Re: 3D graphics domain
- To: mathgroup at smc.vnet.net
- Subject: [mg55789] Re: 3D graphics domain
- From: "Jens-Peer Kuska" <kuska at informatik.uni-leipzig.de>
- Date: Wed, 6 Apr 2005 03:11:25 -0400 (EDT)

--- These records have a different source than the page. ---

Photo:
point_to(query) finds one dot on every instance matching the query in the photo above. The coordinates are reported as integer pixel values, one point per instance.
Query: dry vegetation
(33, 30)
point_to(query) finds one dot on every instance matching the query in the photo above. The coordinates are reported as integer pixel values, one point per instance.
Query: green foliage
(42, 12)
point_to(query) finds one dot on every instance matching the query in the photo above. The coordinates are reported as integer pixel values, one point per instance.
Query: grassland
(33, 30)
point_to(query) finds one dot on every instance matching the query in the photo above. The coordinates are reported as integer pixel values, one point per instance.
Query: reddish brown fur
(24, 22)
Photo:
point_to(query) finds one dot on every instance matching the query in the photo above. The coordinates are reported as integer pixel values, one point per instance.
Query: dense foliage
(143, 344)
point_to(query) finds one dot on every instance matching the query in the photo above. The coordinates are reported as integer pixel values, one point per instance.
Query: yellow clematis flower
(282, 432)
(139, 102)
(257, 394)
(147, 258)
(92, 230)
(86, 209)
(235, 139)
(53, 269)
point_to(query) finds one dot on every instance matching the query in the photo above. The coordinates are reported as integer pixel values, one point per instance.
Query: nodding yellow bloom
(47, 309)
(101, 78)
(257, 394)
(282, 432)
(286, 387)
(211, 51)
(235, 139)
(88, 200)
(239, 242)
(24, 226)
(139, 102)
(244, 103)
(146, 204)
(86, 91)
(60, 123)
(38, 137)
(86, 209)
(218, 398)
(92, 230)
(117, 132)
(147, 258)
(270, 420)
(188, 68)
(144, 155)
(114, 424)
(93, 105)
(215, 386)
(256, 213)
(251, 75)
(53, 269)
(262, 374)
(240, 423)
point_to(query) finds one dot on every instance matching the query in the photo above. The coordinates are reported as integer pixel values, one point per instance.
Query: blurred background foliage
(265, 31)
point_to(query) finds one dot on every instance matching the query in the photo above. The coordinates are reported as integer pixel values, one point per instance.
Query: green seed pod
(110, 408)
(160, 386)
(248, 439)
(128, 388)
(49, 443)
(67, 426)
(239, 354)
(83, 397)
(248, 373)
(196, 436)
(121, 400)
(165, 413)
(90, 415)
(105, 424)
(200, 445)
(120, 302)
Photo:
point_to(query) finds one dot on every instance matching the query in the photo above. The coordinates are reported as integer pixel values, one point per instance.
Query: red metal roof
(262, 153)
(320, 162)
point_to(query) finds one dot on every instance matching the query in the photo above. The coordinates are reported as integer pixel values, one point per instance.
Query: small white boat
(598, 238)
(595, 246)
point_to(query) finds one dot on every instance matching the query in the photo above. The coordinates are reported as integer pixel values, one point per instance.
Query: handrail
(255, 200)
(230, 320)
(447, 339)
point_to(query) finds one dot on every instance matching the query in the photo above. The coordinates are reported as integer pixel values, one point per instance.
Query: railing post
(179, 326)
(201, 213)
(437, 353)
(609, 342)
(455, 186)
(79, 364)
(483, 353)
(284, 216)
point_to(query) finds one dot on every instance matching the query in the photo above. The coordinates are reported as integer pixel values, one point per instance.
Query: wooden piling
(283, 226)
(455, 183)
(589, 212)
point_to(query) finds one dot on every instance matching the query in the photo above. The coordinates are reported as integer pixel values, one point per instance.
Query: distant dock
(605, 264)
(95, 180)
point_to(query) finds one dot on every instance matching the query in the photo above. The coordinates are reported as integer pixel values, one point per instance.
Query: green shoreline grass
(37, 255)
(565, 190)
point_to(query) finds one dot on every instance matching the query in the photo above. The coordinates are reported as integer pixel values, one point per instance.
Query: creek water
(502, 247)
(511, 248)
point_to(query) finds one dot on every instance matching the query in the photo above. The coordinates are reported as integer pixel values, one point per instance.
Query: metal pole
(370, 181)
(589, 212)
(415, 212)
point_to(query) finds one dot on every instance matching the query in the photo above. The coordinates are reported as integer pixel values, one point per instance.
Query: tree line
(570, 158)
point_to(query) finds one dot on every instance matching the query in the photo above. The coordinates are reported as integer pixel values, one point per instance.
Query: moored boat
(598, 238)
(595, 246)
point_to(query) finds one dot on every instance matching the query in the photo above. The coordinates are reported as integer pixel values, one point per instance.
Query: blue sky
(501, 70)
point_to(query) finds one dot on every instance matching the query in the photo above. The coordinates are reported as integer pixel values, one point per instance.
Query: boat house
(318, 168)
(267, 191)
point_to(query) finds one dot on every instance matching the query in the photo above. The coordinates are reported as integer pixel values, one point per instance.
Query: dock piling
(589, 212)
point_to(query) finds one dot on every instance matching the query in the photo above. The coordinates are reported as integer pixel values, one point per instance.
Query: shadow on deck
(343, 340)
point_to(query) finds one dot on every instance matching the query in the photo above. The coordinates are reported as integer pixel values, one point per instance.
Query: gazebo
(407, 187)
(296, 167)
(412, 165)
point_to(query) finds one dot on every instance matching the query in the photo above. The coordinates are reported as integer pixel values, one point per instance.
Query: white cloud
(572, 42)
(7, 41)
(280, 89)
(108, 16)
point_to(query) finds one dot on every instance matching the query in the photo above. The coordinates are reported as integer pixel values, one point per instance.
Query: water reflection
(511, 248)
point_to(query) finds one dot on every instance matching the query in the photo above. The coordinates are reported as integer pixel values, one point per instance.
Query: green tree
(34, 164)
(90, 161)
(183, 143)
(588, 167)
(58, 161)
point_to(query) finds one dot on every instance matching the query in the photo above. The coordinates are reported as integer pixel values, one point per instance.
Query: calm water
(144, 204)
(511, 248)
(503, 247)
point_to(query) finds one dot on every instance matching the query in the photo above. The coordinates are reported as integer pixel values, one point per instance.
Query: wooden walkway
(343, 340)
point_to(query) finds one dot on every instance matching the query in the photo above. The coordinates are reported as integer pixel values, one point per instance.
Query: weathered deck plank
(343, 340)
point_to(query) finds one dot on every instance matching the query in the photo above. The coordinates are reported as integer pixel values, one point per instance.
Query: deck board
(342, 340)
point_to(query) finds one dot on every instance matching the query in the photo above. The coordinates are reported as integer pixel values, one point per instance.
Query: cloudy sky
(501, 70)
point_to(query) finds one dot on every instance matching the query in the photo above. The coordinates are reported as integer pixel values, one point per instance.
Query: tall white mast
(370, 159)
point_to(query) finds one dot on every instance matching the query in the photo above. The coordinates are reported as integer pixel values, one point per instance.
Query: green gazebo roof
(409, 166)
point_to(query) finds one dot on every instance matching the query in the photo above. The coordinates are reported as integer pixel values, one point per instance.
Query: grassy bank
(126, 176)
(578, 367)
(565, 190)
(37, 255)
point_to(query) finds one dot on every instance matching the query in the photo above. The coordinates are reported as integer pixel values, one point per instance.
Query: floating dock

- Organization: Uni Leipzig
- References: <d2tesa$qj2$1@smc.vnet.net> <d2tnjj$mt$1@smc.vnet.net>
- Sender: owner-wri-mathgroup at wolfram.com
I have forgotten to paste the code for upper[] and lower[] lower[{x_,y_,_}]:=Max[4*x*(1 - 2x)-y,4*(x - 1)*(1 - 2x)]-y] upper[{x_,y_,_}]:=y-4*x*(1-x) Regards Jens "Jens-Peer Kuska" <kuska at informatik.uni-leipzig.de> schrieb im Newsbeitrag news:d2tnjj$mt$1 at smc.vnet.net... > Hi, > > a quick and dirty solution may be > > f[x_, y_] := -64*x + 320*(x^2) - 512*(x^3) + > 256*(x^4) + 20*y - 64*x*y + > 64*(x^2)*y - 4*(y^2) > > gg = Graphics3D[ > Plot3D[f[x, y], {x, -4, 5}, {y, 1, -100}, > PlotPoints -> 256, > Mesh -> False, DisplayFunction -> Identity]] /. > Polygon[pnts_] /; Length[pnts] > 3 :> > Polygon /@ Partition[pnts, 3, 2, {1, 1}]; > > simpleTest[Polygon[pnts_]] := Module[{cntr}, > cntr = Plus @@ pnts/Length[pnts]; > upper[cntr] > 0 && lower[cntr] > 0 > ] > > poly = Select[Cases[gg, _Polygon, Infinity], > simpleTest]; > > Show[Graphics3D[{EdgeForm[], poly}, PlotRange -> > All, BoxRatios -> {1, 1, 1}]] > > This draw only polygons with the center is > inside > of the domain. A longer version would select all > polygons that intersect the boundary and compute > the intersection polygon that lies inside of the > boundary. This gives you a cleaner boundary > curve. > > Regards > > Jens > > > "Richard Bedient" <rbedient at hamilton.edu> > schrieb > im Newsbeitrag news:d2tesa$qj2$1 at smc.vnet.net... >> Thanks to Bob and Dan for helping me get this >> far. Again, I've exhausted >> my Mathematica knowledge along with anything I >> can find in the Help >> files. I now need to take the function they >> found for me and graph it >> in 3D over a restricted domain. Here's the >> problem: >> >> Graph the function >> >> f(x,y) = -64*x + 320*(x^2) - 512*(x^3) + >> 256*(x^4) + 20*y - 64*x*y + >> 64*(x^2)*y - 4*(y^2) >> >> over the domain: >> >> y <= 4*x*(1-x) >> y >= 4*x*(1 - 2x) >> y >= 4*(x - 1)*(1 - 2x) >> >> Thanks for any help. >> >> Dick >> > >